Lammar Wright Sr. was born in Texarkana, Texas, in 1912 and, like Joplin before him, moved to Missouri. His family settled in Kansas City, where he attended Lincoln High School, whose music department produced a number of early jazz figures, including bassist Walter Page.
Through the Moten band's records, Wright's playing came to the attention of Andy Preer, leader of the house orchestra at the Cotton Club in New York, where Duke Ellington would later make his name. Preer's band -- known as The Missourians -- would be taken over by Cab Calloway, the first African American to have a million-selling single record and a nationally syndicated radio show.
Wright would remain Calloway's lead trumpeter for 15 years and later would play with other big bands. He retired from the rigors of the road to become a studio musician in the 1950s and '60s.
Wright was one of two Texas trumpeters who would play significant roles in the development of what has come to be known as Kansas City Jazz, the other being Oran "Hot Lips" Page, born in Dallas in 1908.
Like Wright, Page moved to Kansas City, where the corrupt municipal government of Mayor Tom Pendergast allowed bars to go underground as "speakeasies" during Prohibition.
Musicians gravitated to Kansas City because nightlife continued to thrive there when the flow of liquor in other cities was cut off.
Jukeboxes weren't in widespread use until the mid-to-late 1930s, and so the song that historically complements wine and women had to be provided by live musicians. The style thus became known as Kansas City Jazz, even though many of the musicians who created it were from the Southwest or elsewhere in the Midwest.
The men who made Kansas City Jazz often began their careers when they were "still in short pants," in Page's words, a reference to the knickers that young boys once wore.
Knickers were trousers whose length could be adjusted with buckles, reducing the need to buy new pants for a boy as he grew. The transition to long pants was considered a rite of passage. Thus, the line in Johnny Mercer's "Blues in the Night": "My momma done tol' me -- when I was in knee pants."
Lammar Wright had two sons, Lammar Jr. and Elmon, both of whom became trumpeters like their dad. Lammar Jr. joined Lionel Hampton's band at the age of 16, a young age but no earlier than his father, who started with Bennie Moten at the same age.
Wright may not have invented it, but he was an early and frequent participant in what came to be known as a "chase" chorus, in which two musicians who play the same instrument challenge each other with alternating four-bar solos.

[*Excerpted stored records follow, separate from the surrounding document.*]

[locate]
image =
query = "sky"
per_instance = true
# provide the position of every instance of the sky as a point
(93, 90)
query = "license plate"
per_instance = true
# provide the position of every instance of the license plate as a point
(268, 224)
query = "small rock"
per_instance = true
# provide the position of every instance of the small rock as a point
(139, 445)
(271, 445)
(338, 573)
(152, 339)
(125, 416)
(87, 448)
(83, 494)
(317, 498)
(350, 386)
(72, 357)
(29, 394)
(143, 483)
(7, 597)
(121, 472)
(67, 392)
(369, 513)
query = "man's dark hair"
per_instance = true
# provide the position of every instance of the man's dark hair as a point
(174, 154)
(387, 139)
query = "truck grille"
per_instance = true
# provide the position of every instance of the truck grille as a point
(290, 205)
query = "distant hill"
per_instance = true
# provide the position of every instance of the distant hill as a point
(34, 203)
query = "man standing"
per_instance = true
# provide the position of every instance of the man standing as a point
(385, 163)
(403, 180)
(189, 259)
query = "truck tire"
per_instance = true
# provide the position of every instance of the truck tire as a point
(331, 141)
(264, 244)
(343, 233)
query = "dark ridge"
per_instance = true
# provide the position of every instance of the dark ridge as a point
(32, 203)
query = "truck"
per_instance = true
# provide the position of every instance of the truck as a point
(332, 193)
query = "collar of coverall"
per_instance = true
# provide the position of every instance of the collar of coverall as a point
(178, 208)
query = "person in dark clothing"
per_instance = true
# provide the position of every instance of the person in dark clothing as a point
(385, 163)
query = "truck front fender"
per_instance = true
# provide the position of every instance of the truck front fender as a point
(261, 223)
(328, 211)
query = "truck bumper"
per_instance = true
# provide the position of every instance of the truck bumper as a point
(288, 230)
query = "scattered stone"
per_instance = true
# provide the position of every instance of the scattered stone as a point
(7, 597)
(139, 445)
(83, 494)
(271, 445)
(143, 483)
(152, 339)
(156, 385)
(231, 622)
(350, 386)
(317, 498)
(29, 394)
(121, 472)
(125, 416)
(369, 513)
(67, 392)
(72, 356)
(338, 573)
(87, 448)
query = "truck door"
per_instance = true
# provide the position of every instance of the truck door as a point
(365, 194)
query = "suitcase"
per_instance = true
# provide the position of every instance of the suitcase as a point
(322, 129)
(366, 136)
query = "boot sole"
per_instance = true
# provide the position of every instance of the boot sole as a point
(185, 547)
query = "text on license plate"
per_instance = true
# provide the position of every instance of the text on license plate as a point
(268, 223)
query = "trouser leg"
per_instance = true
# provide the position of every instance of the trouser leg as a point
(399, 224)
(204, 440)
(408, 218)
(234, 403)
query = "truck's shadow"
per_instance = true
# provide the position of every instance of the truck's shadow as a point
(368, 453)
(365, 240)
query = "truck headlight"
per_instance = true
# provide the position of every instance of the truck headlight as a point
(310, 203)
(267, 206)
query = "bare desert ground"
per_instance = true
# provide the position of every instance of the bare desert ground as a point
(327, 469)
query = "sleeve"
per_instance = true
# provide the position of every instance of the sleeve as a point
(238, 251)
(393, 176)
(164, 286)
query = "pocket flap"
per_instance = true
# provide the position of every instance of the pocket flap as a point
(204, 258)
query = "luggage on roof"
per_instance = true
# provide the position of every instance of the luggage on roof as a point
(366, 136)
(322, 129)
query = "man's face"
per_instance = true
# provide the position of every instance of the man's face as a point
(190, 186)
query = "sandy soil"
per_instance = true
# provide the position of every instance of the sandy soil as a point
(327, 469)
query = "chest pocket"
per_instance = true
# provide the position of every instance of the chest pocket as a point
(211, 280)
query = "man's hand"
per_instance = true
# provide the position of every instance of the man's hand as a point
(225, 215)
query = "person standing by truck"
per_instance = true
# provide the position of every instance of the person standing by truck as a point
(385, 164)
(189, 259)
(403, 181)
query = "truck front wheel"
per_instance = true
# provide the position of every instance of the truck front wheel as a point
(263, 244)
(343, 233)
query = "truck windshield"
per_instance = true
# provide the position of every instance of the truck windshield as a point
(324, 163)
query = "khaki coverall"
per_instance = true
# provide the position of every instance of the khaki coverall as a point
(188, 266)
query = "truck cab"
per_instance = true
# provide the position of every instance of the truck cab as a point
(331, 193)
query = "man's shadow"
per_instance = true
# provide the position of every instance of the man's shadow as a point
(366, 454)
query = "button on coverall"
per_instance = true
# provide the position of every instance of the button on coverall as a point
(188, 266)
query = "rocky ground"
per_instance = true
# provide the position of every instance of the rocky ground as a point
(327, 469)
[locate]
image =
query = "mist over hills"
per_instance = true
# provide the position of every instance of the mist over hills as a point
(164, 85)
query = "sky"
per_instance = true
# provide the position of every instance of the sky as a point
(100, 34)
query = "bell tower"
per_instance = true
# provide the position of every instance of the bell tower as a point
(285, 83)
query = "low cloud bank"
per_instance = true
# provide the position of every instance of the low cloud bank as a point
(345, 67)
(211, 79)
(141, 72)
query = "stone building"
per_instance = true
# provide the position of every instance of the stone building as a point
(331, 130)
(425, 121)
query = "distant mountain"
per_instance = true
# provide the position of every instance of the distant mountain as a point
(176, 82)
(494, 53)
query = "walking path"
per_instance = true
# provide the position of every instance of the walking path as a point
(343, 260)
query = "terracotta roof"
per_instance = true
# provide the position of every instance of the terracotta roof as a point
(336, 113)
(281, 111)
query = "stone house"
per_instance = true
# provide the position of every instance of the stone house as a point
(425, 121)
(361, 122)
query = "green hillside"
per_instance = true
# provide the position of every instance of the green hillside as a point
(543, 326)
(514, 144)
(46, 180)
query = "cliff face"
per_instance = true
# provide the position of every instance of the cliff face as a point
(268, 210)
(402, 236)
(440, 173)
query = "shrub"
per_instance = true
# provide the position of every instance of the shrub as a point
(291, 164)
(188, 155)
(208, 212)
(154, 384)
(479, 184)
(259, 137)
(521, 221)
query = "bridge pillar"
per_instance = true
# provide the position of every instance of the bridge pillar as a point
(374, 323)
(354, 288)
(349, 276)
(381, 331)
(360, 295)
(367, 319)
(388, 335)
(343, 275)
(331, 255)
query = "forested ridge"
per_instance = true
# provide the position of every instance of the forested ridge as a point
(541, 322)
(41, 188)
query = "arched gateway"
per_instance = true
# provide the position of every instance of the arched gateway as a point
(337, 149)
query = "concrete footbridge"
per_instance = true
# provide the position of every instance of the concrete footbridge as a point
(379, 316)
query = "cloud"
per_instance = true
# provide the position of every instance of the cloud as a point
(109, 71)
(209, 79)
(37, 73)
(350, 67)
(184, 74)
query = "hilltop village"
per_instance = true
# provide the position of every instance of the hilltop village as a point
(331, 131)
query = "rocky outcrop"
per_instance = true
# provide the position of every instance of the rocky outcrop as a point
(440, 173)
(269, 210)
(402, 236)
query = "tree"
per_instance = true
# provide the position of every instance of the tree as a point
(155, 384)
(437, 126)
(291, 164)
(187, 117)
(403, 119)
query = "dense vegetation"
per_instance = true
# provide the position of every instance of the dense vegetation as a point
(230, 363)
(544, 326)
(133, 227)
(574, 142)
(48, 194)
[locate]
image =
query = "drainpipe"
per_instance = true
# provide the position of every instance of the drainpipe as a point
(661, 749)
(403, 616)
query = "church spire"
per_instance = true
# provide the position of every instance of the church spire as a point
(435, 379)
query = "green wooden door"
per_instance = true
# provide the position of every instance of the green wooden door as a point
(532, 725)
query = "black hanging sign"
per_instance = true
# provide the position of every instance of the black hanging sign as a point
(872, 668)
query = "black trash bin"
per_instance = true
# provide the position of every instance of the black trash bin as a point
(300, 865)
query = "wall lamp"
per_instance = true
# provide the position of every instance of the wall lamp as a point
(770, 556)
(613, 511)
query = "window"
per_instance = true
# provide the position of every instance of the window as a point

Wright's opponent in the Moten band was Ed Lewis, and it was said by a rival Kansas City bandleader Jasper "Jap" Allen that Wright "gave Lewis as much as he could handle" in these mock battles. Later, Count Basie would use the concept for battles between tenor saxophonists Herschel Evans and Lester Young.
Evans, born in Denton, Texas, was the original "Texas tenor," with a warm tone and vibrato modeled on the sound of Coleman Hawkins. Young's style was light and smooth, and so the two contrasted with each other.
What started out as friendly competition would sometimes escalate, as Basie band members and Billie Holiday, a great admirer of Young, would egg the two men on.
Evans died at 30 in Manhattan, New York City, April 13, 1973. Lester Young went on to spawn a legion of imitators including Stan Getz, whose bossa nova records in the '60s breathed new life into jazz.
There are other musicians from the Lone Star State who, like Lammar Wright, have been largely forgotten or obscured by the coming of rock 'n' roll, such as trombonists Jack Teagarden of Vernon, Texas, and Dan Minor of Dallas.
If Scott Joplin can be revived by a Hollywood movie, "The Sting," a half-century after his death, perhaps some of these Texas jazz journeymen can get a second look.